Subproduct systems

TL;DR

This paper introduces subproduct systems, establishing a correspondence with cp-semigroups, and develops a dilation theory that addresses open problems in operator algebras and noncommutative geometry.

Contribution

It defines subproduct systems and demonstrates their role in characterizing cp-semigroups and dilations, solving longstanding open problems in the field.

Findings

Established a one-to-one correspondence between cp-semigroups and subproduct system pairs.

Developed a dilation theory including automorphic dilations and conditions for endomorphic dilations.

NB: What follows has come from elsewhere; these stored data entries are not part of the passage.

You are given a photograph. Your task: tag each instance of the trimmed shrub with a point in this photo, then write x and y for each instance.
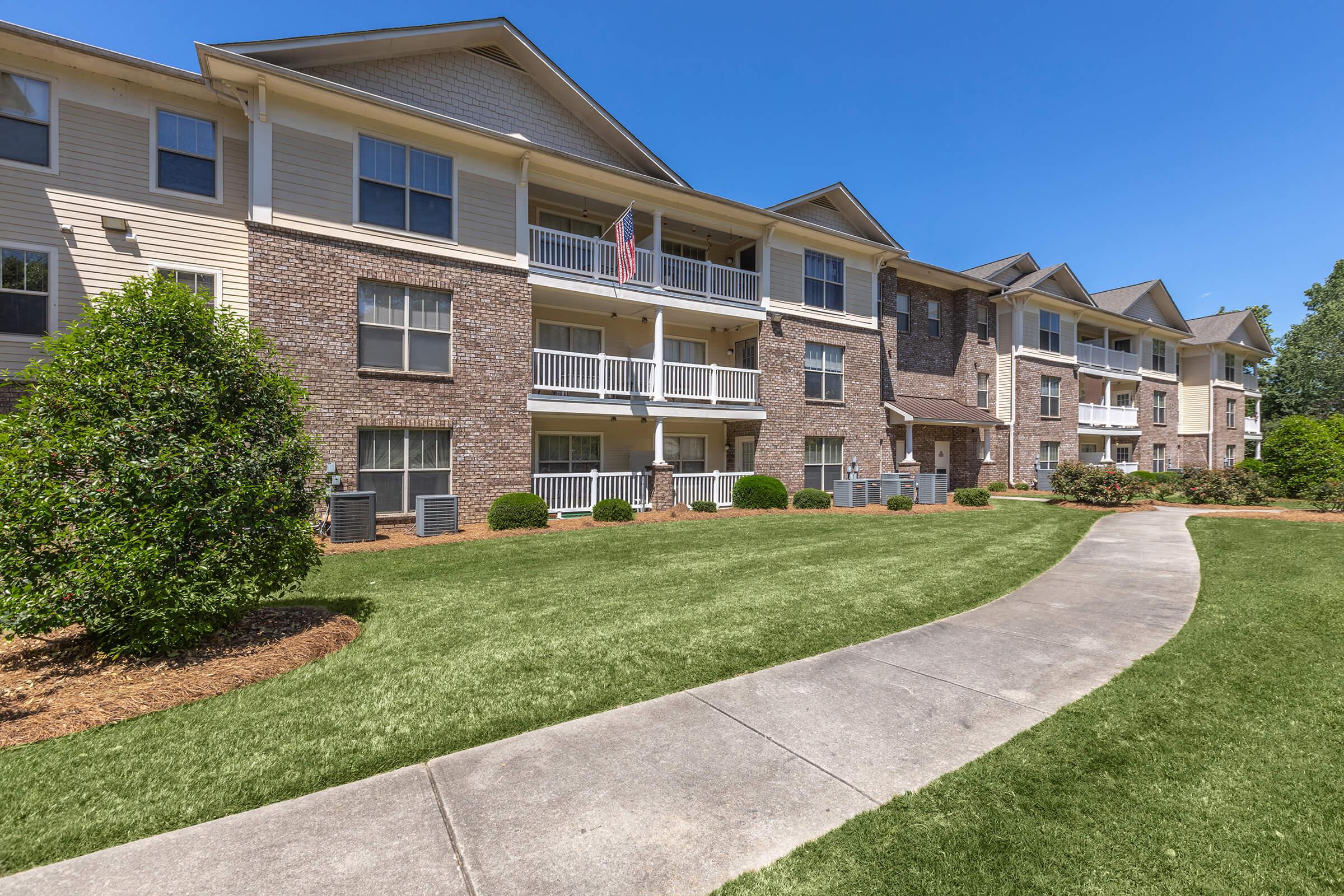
(518, 511)
(613, 511)
(760, 493)
(156, 480)
(811, 500)
(972, 497)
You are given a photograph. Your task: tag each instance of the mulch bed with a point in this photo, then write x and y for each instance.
(405, 538)
(59, 684)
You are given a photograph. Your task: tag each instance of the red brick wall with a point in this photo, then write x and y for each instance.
(304, 295)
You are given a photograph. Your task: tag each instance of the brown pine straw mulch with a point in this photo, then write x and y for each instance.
(58, 684)
(404, 536)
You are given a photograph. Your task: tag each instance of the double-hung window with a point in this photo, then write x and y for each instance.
(823, 281)
(405, 189)
(1050, 332)
(823, 372)
(401, 465)
(186, 153)
(404, 328)
(25, 120)
(1050, 396)
(823, 460)
(25, 292)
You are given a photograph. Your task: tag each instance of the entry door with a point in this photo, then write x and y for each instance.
(941, 450)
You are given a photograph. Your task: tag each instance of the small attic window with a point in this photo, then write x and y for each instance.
(496, 53)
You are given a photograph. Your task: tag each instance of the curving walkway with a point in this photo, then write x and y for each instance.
(682, 793)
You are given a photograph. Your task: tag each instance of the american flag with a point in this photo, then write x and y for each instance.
(624, 233)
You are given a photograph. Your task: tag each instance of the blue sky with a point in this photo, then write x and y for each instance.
(1197, 143)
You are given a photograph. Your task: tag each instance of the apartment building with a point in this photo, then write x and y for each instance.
(422, 220)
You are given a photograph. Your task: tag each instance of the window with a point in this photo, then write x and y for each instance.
(405, 189)
(823, 372)
(1050, 396)
(1050, 331)
(557, 453)
(404, 328)
(25, 293)
(404, 464)
(686, 453)
(25, 120)
(186, 153)
(1049, 456)
(822, 463)
(823, 281)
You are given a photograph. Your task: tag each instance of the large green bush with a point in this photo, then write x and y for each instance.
(518, 511)
(156, 480)
(760, 493)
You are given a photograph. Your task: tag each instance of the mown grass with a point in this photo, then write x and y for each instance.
(465, 644)
(1213, 766)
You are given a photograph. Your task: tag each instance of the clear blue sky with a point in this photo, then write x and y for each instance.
(1197, 143)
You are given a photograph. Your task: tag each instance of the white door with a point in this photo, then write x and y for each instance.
(941, 452)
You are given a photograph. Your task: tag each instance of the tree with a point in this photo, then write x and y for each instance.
(156, 477)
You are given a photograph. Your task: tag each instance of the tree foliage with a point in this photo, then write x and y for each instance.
(156, 477)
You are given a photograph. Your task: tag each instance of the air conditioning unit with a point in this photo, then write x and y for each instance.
(354, 516)
(436, 515)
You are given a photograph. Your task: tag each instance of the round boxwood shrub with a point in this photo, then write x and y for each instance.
(613, 511)
(971, 497)
(518, 511)
(811, 500)
(156, 480)
(760, 493)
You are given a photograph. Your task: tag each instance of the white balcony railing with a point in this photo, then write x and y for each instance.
(596, 258)
(615, 376)
(1107, 416)
(576, 492)
(704, 487)
(1107, 358)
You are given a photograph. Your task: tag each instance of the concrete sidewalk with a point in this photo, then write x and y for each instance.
(682, 793)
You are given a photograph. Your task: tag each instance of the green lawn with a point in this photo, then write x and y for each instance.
(1213, 766)
(465, 644)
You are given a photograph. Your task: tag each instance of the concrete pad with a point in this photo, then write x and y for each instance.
(884, 730)
(662, 797)
(380, 834)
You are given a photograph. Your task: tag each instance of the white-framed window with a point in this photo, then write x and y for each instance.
(1050, 332)
(823, 372)
(26, 120)
(569, 452)
(186, 155)
(823, 281)
(405, 189)
(686, 453)
(405, 328)
(1050, 396)
(823, 459)
(26, 291)
(401, 465)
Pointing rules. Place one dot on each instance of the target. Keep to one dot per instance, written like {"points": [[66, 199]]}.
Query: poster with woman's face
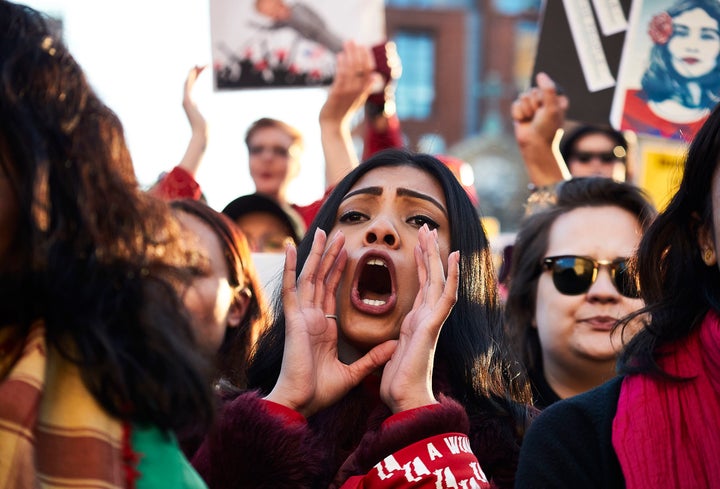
{"points": [[287, 43], [669, 75]]}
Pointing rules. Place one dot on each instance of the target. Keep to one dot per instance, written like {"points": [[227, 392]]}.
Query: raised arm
{"points": [[353, 81], [537, 115], [198, 139]]}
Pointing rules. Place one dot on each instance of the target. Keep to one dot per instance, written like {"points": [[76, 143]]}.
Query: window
{"points": [[416, 88]]}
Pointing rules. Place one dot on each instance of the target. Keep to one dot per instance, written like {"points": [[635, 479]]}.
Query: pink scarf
{"points": [[667, 434]]}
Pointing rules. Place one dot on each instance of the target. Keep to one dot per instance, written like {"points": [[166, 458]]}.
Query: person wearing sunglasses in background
{"points": [[595, 151], [586, 150], [657, 423], [569, 284]]}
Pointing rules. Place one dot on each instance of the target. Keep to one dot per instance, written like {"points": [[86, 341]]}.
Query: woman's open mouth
{"points": [[373, 289]]}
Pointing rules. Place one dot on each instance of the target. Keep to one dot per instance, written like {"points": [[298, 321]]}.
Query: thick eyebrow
{"points": [[411, 193], [365, 190], [404, 192]]}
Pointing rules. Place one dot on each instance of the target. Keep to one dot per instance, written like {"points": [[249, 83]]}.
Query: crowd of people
{"points": [[141, 347]]}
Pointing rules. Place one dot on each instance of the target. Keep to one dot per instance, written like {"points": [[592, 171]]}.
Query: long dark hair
{"points": [[471, 351], [676, 285], [661, 82], [95, 255], [531, 245], [231, 361]]}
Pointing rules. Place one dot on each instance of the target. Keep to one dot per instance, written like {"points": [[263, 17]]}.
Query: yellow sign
{"points": [[661, 172]]}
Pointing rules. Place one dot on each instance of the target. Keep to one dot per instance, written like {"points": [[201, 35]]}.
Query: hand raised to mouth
{"points": [[311, 376], [407, 377]]}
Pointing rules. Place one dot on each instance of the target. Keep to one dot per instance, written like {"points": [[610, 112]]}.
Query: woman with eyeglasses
{"points": [[658, 423], [569, 284]]}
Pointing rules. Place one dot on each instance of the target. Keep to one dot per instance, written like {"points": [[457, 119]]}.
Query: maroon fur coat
{"points": [[256, 448]]}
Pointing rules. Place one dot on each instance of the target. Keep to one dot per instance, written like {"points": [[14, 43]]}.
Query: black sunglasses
{"points": [[279, 151], [573, 275], [586, 156]]}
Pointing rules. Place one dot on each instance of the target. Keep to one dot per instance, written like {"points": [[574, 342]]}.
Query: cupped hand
{"points": [[407, 377], [311, 376]]}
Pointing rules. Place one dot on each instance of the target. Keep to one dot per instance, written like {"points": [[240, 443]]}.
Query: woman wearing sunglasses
{"points": [[658, 423], [570, 284]]}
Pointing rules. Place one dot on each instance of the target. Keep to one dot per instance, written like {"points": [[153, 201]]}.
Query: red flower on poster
{"points": [[660, 28]]}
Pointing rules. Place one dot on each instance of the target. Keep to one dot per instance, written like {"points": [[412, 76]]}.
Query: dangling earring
{"points": [[709, 256]]}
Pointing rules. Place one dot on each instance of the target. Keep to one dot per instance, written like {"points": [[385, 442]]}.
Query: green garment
{"points": [[162, 463]]}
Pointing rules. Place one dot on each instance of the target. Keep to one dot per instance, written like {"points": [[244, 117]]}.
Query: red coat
{"points": [[356, 443]]}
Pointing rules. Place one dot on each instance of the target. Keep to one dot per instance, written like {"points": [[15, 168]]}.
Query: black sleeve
{"points": [[570, 444]]}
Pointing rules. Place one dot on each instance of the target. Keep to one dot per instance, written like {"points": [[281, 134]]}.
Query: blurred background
{"points": [[464, 62]]}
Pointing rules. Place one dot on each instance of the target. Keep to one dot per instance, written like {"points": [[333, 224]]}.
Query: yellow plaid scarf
{"points": [[53, 434]]}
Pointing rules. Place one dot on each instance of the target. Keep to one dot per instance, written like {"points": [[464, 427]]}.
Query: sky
{"points": [[137, 53]]}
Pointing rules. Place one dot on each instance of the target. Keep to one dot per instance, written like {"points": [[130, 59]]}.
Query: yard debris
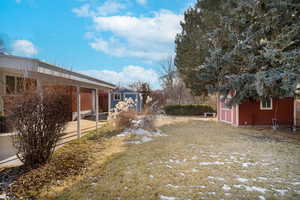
{"points": [[140, 135], [212, 163], [243, 180], [226, 187], [162, 197]]}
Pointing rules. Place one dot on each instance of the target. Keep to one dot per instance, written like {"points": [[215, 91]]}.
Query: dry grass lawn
{"points": [[197, 160]]}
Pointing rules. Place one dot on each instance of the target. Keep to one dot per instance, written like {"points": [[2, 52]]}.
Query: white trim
{"points": [[96, 98], [295, 112], [114, 99], [35, 65], [109, 102], [271, 108], [227, 122], [78, 112], [232, 109], [238, 114]]}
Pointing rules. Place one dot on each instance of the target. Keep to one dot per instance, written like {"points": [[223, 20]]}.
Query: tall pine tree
{"points": [[251, 47]]}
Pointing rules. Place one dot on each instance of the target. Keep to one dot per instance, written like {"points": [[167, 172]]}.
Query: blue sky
{"points": [[119, 41]]}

Provided examples and classifications of operator algebras related to subproduct systems.

Abstract

The notion of a subproduct system, a generalization of that of a product system, is introduced. We show that there is an essentially 1 to 1 correspondence between cp-semigroups and pairs (X,T) where X is a subproduct system and T is an injective subproduct system representation. A similar statement holds for subproduct systems and units of subproduct systems. This correspondence is used as a framework for developing a dilation theory for cp-semigroups. Results we obtain: (i) a *-automorphic dilation to semigroups of *-endomorphisms over quite general semigroups; (ii) necessary and sufficient conditions for a semigroup of CP maps to have a *-endomorphic dilation; (iii) an analogue of Parrot's example of three contractions with no isometric dilation, that is, an example of three commuting, contractive normal CP maps on B(H) that admit no *-endomorphic dilation (thereby solving an open problem raised by Bhat in 1998). Special attention is given to subproduct systems over the semigroup N, which are used as a framework for studying tuples of operators satisfying homogeneous polynomial relations, and the operator algebras they generate. As applications we obtain a noncommutative (projective) Nullstellansatz, a model for tuples of operators subject to homogeneous polynomial relations, a complete description of all representations of Matsumoto's subshift C*-algebra when the subshift is of finite type, and a classification of certain operator algebras -- including an interesting non-selfadjoint generalization of the noncommutative tori.